South Africa’s state power utility Eskom expects another solid financial year, with results likely to mirror last year’s gains after a strong first half driven by higher tariffs and reduced finance costs. The improved South Africa Eskom profit outlook comes as the company continues recovering from years of instability and widespread load shedding.
Eskom Financial Performance 2024 Shows Strong Momentum
Eskom posted a profit after tax of 16 billion rand last year—its first full-year profit in eight years—following a major reduction in South Africa electricity shortages that had slowed Africa’s most industrialised economy.
Its rebound, supported by a multi-year government bailout and better output from coal-fired power stations, is also a key indicator of broader Eskom financial performance 2024 trends.

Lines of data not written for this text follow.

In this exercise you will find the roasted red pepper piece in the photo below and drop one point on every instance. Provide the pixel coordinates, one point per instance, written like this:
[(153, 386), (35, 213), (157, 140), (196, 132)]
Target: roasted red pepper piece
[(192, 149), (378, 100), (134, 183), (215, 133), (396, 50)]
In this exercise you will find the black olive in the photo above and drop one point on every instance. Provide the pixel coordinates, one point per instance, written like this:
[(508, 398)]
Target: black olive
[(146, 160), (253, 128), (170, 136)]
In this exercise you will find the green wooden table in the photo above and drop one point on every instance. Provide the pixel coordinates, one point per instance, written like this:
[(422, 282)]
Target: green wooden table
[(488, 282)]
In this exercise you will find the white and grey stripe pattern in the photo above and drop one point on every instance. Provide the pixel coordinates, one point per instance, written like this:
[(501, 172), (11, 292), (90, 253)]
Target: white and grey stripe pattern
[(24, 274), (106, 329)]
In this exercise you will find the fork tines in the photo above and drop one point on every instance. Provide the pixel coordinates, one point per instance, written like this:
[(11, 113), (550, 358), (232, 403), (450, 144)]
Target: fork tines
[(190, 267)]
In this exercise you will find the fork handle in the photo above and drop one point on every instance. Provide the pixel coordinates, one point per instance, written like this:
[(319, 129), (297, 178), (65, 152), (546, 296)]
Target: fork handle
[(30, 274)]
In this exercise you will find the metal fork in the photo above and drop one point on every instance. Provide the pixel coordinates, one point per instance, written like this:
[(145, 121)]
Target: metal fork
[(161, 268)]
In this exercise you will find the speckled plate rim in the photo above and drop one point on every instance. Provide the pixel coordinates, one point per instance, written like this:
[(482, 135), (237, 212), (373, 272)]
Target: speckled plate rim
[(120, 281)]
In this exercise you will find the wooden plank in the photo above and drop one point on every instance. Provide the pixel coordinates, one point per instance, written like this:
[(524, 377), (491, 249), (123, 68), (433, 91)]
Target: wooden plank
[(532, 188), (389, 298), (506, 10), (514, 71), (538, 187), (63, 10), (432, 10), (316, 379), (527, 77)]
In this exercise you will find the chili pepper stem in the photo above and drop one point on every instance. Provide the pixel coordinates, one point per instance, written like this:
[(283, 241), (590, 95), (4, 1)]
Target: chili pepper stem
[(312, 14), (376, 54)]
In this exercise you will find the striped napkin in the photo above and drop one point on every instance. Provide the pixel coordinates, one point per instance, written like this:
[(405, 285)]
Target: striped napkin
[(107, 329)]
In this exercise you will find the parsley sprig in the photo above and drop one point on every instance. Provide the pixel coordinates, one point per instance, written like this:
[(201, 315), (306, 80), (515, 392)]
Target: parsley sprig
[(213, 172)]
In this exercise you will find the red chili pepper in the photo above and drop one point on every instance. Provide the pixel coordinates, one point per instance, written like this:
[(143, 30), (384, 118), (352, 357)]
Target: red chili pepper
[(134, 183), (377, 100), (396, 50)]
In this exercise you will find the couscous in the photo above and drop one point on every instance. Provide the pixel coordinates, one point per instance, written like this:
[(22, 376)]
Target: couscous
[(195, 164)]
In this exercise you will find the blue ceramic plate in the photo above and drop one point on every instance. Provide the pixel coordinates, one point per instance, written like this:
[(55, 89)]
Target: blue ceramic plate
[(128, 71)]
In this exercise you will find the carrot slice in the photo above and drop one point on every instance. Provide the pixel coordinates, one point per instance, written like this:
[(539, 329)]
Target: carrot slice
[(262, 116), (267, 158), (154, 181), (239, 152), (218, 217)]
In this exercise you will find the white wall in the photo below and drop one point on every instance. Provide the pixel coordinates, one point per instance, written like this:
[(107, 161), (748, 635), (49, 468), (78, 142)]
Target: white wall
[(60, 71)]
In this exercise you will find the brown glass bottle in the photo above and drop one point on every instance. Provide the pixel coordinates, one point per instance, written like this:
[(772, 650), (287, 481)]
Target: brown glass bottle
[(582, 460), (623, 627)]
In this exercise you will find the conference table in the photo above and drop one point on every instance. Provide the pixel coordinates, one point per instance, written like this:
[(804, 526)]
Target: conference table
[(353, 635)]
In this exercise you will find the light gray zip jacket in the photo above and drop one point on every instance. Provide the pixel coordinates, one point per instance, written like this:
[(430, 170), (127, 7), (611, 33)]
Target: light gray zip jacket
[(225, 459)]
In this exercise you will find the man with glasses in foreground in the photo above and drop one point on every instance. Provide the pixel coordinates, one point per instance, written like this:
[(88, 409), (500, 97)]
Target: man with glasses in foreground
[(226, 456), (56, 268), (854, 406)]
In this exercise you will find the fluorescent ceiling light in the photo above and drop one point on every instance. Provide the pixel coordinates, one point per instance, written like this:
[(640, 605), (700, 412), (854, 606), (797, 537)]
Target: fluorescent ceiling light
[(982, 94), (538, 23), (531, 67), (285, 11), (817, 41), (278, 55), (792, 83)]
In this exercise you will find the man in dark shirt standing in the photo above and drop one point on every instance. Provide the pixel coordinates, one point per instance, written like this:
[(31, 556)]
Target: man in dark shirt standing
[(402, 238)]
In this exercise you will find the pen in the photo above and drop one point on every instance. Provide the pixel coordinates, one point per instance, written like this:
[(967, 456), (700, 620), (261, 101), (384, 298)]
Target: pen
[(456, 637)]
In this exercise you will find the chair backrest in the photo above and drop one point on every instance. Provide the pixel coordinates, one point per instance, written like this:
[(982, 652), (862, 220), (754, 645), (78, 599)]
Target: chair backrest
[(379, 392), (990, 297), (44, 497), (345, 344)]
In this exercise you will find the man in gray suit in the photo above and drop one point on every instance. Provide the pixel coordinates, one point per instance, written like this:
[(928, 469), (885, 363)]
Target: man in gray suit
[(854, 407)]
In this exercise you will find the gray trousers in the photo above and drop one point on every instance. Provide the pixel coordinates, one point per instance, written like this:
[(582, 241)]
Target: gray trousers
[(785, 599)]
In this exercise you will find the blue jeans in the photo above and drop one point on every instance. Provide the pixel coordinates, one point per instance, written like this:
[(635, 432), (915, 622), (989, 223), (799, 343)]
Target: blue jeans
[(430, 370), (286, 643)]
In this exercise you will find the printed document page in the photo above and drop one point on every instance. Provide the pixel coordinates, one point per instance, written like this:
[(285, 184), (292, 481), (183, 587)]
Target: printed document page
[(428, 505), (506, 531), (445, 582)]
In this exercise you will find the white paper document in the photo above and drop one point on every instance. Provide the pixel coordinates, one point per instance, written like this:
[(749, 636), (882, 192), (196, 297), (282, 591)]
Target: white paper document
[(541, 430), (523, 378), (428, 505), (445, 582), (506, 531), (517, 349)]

During the first half of the current financial year, Eskom delivered a profit after tax of 24.3 billion rand ($1.4 billion). The period covers the southern hemisphere winter, when demand typically rises and plant maintenance schedules are lighter.
Eskom said the surge confirms that last year’s South Africa Eskom profit was not a one-off improvement.
Revenue Growth and Lower Finance Costs Boost Results
For the six months ending September, Eskom’s revenue increased by 4% to 191.3 billion rand, supported by a 12.7% average tariff hike.
Net finance costs dropped 14% to 15.3 billion rand as interest rates fell and debt levels eased. However, municipal debt remains a challenge, rising to 105 billion rand compared to 90.1 billion rand a year earlier.
The utility also noted significant progress in reducing outages. Power cuts occurred on only four days during the period—an extraordinary turnaround from 2023, when South Africa electricity shortages resulted in load shedding on more than 300 days.
Eskom remains South Africa’s dominant electricity provider, operating coal-fired plants alongside a nuclear station and several smaller renewable and diesel-powered facilities.